Volunteer Makes A Heartfelt Return to Cambodia
When Cambodian-born Danielle Carson went ashore in Cambodia to bring medical assistance, she cried. It was the first time she had been to Cambodia since her family fled the aftermath of the Khmer Rouge in 1979.
For one Project HOPE volunteer, Pacific Partnership 2012 is more than a chance to give back. It is a chance to face 33-years of uncertainty about her past.
When Cambodian-born Danielle Pech Carson, a Project HOPE volunteer, went ashore in Cambodia to bring medical assistance, she cried. Carson was not crying because she was sad to be there, but rather because it was the first time she had been to Cambodia since her family fled the aftermath of the Khmer Rouge in 1979.
“I was emotionally stunned once I stepped on land. It did not take me long for the memories to come back,” Carson said. “When I left I was a little girl, young and helpless. Now I have returned and my eyes are filled with tears.”
Danielle’s mother, Samantha Pfeiffer, flew to Cambodia to meet with relatives and be at the pier in Sihanoukville when Carson took her first steps back onto her homeland.
“She told me she felt the same way the first time she came back and completely understood my emotions,” Carson said. “We were overjoyed to be together with family, and when we went to the car it was filled with the fruits that I loved when I was a child in Cambodia.”
Carson was born in Cambodia in 1968, and left in 1979 when she was 11-years old.
“I experienced freedom in Cambodia until the age of seven,” she said. “Then the Khmer Rougue took over in 1975. I was in total shock emotionally, and physically we were living under the constant threat of starvation, we were always sick.”
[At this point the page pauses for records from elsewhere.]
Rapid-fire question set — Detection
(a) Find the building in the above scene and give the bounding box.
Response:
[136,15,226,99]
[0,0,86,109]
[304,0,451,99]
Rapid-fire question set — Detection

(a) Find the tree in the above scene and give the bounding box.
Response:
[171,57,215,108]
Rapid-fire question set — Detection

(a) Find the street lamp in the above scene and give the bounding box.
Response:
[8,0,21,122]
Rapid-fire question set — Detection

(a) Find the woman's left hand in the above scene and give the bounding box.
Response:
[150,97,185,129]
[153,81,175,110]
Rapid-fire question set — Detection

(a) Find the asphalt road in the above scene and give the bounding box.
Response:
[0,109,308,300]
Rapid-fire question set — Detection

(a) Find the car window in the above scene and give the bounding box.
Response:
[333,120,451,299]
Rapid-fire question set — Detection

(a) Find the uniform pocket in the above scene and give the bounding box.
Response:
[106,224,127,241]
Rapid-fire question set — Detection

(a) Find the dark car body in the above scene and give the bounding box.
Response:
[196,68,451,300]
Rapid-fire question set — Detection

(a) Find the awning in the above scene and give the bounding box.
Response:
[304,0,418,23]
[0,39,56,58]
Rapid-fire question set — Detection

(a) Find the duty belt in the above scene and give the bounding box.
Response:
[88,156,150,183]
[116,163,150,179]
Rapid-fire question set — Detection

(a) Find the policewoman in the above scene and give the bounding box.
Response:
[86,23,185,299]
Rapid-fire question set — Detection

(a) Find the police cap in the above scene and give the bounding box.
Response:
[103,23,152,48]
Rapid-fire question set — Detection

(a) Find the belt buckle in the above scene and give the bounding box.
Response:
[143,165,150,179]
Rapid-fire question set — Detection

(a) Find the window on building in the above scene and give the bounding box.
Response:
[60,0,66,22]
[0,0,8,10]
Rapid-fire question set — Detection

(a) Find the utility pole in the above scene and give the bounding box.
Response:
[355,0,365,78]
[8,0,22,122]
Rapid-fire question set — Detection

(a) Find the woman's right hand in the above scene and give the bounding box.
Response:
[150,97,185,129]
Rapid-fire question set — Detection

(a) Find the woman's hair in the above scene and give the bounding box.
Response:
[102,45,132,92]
Carson said her mother worked hard to keep her and her sister alive during the four-year period before the Vietnamese liberated Cambodia in 1979 and her family escaped.
“My mother didn’t want to stay in the country because it was politically unstable, she knew we could have a better life somewhere else,” Carson said. “We escaped to Thailand in hope to have a better life, and we ended up at a refugee camp at the Thai border.”
The family was at the camp for about three weeks when a Methodist church group in Florida sponsored their way to America.
With a new life came new hope and a chance for Samantha Pfeiffer to see her daughter adapt to her new surroundings.
“She studied so hard, up till 2 am each day” Pfeiffer said.
“They put her in the third grade and then she started jumping grades, from fifth to seventh to eighth, really fast.”She studied so hard… and she continues to study hard today.”
Carson is currently working towards her degree as a nurse practitioner at Florida International University. Now in her last rotation of clinical practice, the opportunity arose with Project HOPE to go to Cambodia.
It was a chance she could not pass.
Randy Roark, the professor at Florida International University that helped coordinate Carson’s Project HOPE mission, said he was immediately interested in meeting Danielle Pech Carson when on her expression of interest he saw that she was Cambodian.
“We interviewed her professors about her academic and clinical background,” said Roark. “Danielle is an extraordinary student, extremely caring, dedicated and received the highest praises from her professors.”
With her first steps back in Cambodia completed, Carson said she is ready to help out at the medical civic action project sites for Pacific Partnership 2012.
“I want to connect with the people of Cambodia again,” she said. “It’s just so meaningful to me.”